1 – The ‘Mind of Christ’ Is a Corporate Reality
It’s very clear from the context of Philippians 2 that, when Paul takes up the topic of the mind of Christ, he is thinking in terms of a group, not in terms of an individual. Herein lies the great challenge of adopting and preserving the mind of Christ. Such a mind is not something that an individual can express alone. For a chair to be stable, each leg must provide stability. Likewise, for a church to be stable, each member must support the peace of the congregation.
2 – The ‘Mind of Christ’ Is a Mindset
The NIV translates Philippians 2:5 as follows: “In your relationships with one another, have the same mindset as Christ Jesus”. The use of the word ‘mindset’ here is interesting. A mindset can be described as a set way of thinking or as an established set of mental attitudes. People today often talk about the idea of a “growth mindset”. In using this term, they are referring to an optimistic attitude that new skills can be learned and learning barriers can be overcome.
According to Paul, the church should have its own distinctive mindset. This mindset is defined both by the attitudes that it excludes as well as the attitudes that it embraces.
First, Paul tells us that the mind of Christ is devoid of selfish ambition and conceit (vs. 3). A follower of Christ should never be so self-confident as to assume that a personal agenda is Christ’s agenda or that a personal point of view is the same as Christ’s perspective. God places individuals in a congregation for a reason. Left alone, each one of us carries only a single piece of a puzzle. It is only as we come together that a more complete picture emerges.
Yet, Paul also tells us what the mind of Christ embraces. This includes three attitudes in particular: humility, mutual esteem, and mutual regard (vs. 3-4). Self-bias is a virus that each of us carries. We all tend to care more about our own interests than the interests of the others. The gospel is remedy for such self-centredness. From the example of Christ, we learn that the script needs to be flipped. Rather than starting with self and ending with other, we need to do the opposite. Paul’s words in Philippians are striking: “Let each esteem others better than himself. Let each of you look out not only for his own interests, but also for the interests of others.” As believers, we need to realise the high stakes game we are playing. Where there is selfish-ambition and conceit, the devil rejoices. Where there is mutual regard and mutual concern, the Spirit rejoices.

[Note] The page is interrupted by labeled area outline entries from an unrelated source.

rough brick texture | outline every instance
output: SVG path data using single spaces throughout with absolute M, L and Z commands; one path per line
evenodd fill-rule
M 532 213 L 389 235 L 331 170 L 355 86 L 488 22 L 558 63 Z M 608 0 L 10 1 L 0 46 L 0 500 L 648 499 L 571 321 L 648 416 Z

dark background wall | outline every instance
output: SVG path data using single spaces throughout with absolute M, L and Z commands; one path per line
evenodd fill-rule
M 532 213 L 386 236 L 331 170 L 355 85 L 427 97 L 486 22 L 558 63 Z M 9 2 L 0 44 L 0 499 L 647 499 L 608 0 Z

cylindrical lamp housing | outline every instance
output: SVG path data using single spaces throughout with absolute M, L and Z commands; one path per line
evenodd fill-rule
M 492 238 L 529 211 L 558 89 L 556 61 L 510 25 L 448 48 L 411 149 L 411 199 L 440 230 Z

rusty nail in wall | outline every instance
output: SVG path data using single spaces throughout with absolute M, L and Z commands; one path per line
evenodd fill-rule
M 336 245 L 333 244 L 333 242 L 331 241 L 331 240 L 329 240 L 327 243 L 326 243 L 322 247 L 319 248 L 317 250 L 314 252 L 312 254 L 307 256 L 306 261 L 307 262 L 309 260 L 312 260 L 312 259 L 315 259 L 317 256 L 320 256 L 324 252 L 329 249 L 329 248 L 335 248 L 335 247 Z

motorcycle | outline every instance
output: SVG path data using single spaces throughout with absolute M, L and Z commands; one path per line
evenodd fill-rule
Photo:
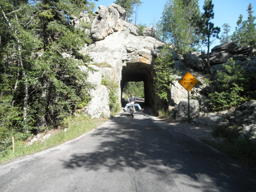
M 138 99 L 141 96 L 139 96 L 138 98 L 137 98 L 137 99 Z M 134 101 L 133 102 L 130 102 L 129 103 L 131 105 L 129 107 L 128 107 L 128 108 L 130 110 L 130 113 L 131 114 L 131 117 L 133 118 L 134 117 L 134 113 L 136 112 L 136 109 L 135 109 L 135 102 L 136 99 L 134 99 Z
M 131 117 L 133 118 L 134 117 L 134 113 L 136 112 L 136 109 L 135 107 L 135 99 L 134 99 L 134 101 L 130 102 L 130 104 L 131 104 L 131 106 L 129 107 L 130 109 L 130 113 L 131 114 Z

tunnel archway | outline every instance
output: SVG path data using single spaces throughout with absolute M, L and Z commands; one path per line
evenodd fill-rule
M 150 106 L 154 106 L 154 89 L 152 67 L 144 63 L 127 63 L 123 66 L 122 80 L 121 81 L 121 93 L 125 84 L 129 81 L 143 81 L 144 82 L 144 103 Z M 122 98 L 122 95 L 121 95 Z

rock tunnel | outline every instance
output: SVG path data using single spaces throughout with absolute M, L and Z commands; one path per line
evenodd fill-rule
M 144 104 L 152 106 L 154 102 L 153 81 L 152 68 L 151 65 L 142 62 L 127 63 L 126 66 L 123 66 L 122 70 L 121 93 L 123 92 L 127 82 L 143 81 L 145 95 Z

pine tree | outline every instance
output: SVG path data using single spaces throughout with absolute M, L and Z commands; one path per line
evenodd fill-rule
M 90 13 L 90 6 L 85 0 L 1 1 L 0 102 L 5 108 L 0 118 L 5 120 L 0 137 L 2 128 L 26 132 L 55 126 L 90 99 L 92 86 L 80 66 L 90 59 L 79 53 L 91 42 L 84 31 L 89 26 L 69 24 L 71 17 Z
M 197 39 L 191 18 L 199 11 L 197 0 L 168 1 L 161 18 L 162 40 L 174 44 L 181 54 L 192 49 Z
M 133 15 L 134 6 L 139 7 L 143 2 L 139 0 L 116 0 L 114 3 L 121 6 L 126 11 L 123 20 L 127 20 Z
M 256 23 L 254 23 L 255 17 L 253 15 L 254 11 L 251 3 L 249 4 L 247 11 L 248 18 L 246 22 L 246 43 L 247 45 L 250 45 L 250 55 L 251 56 L 253 49 L 256 48 Z
M 205 0 L 203 6 L 204 12 L 201 14 L 199 20 L 195 20 L 197 27 L 196 32 L 201 36 L 202 44 L 207 47 L 207 65 L 210 74 L 213 73 L 210 69 L 209 53 L 210 45 L 213 43 L 210 37 L 218 38 L 218 35 L 220 32 L 220 28 L 214 27 L 214 24 L 210 21 L 214 18 L 213 7 L 212 0 Z
M 229 32 L 230 31 L 230 26 L 227 23 L 224 23 L 222 27 L 224 32 L 221 34 L 220 42 L 226 43 L 230 40 L 230 36 L 229 35 Z

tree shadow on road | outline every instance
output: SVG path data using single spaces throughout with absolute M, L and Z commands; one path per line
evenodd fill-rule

3 – The Mind of Christ Is a Unity of Mind, Will, and Spirit
The NASB translates Philippians 2:2 as follows: “Make my joy complete by being of the same mind, maintaining the same love, united in spirit, intent on one purpose”. Of interest is the holistic nature of the unity that Christians are called to preserve. It’s not enough to try to follow the same logic; we must also try to follow the same love. It’s not enough to be united in purpose; we must also attempt to be united in passion. The way in which we know that the mind of Christ has been downloaded into our hearts is that mind, will, and spirit begin to operate with the same software. Over time, the idea of being a single bodyceases to be a metaphor and becomes a reality. We start to think, and move, and act with coordinated motion.

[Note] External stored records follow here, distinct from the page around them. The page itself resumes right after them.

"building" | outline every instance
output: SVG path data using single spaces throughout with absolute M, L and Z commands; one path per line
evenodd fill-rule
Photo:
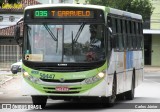
M 20 4 L 21 8 L 0 8 L 0 70 L 10 69 L 12 63 L 20 60 L 22 49 L 14 40 L 16 21 L 23 17 L 24 7 L 40 3 L 35 0 L 22 0 Z
M 155 8 L 150 19 L 150 28 L 144 29 L 145 65 L 160 66 L 160 0 L 151 0 Z

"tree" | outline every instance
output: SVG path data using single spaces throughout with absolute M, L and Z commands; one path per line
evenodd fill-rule
M 14 3 L 18 3 L 20 2 L 21 0 L 8 0 L 8 3 L 9 4 L 14 4 Z
M 4 3 L 4 0 L 0 0 L 0 7 L 2 7 L 3 3 Z
M 150 18 L 154 7 L 150 0 L 87 0 L 90 4 L 109 6 L 141 14 L 143 19 Z
M 152 15 L 154 7 L 149 0 L 133 0 L 128 11 L 141 14 L 143 19 L 148 19 Z

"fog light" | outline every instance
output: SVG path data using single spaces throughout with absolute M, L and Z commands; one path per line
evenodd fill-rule
M 100 78 L 103 78 L 104 77 L 104 73 L 103 72 L 100 72 L 99 74 L 98 74 L 98 76 L 100 77 Z
M 28 72 L 24 72 L 24 73 L 23 73 L 23 76 L 24 76 L 24 77 L 29 77 Z

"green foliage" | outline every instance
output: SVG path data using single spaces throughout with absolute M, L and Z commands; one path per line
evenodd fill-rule
M 154 7 L 150 0 L 87 0 L 90 4 L 103 5 L 141 14 L 144 19 L 150 18 Z
M 4 3 L 4 0 L 0 0 L 0 3 L 1 3 L 1 4 Z
M 152 15 L 154 7 L 149 0 L 133 0 L 128 11 L 141 14 L 143 19 L 148 19 Z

Personally, I’m excited about the future of HEC. Will we have trials and difficulties? Of course. Growing pains are an inevitable part of growing up. Yet, I sincerely believe that, if are passionate about preserving the mind of Christ, the bumps and scrapes that we experience will be nothing compared to the joy of growing up together into “the measure and stature of the fullness of Christ” (Eph. 4:13).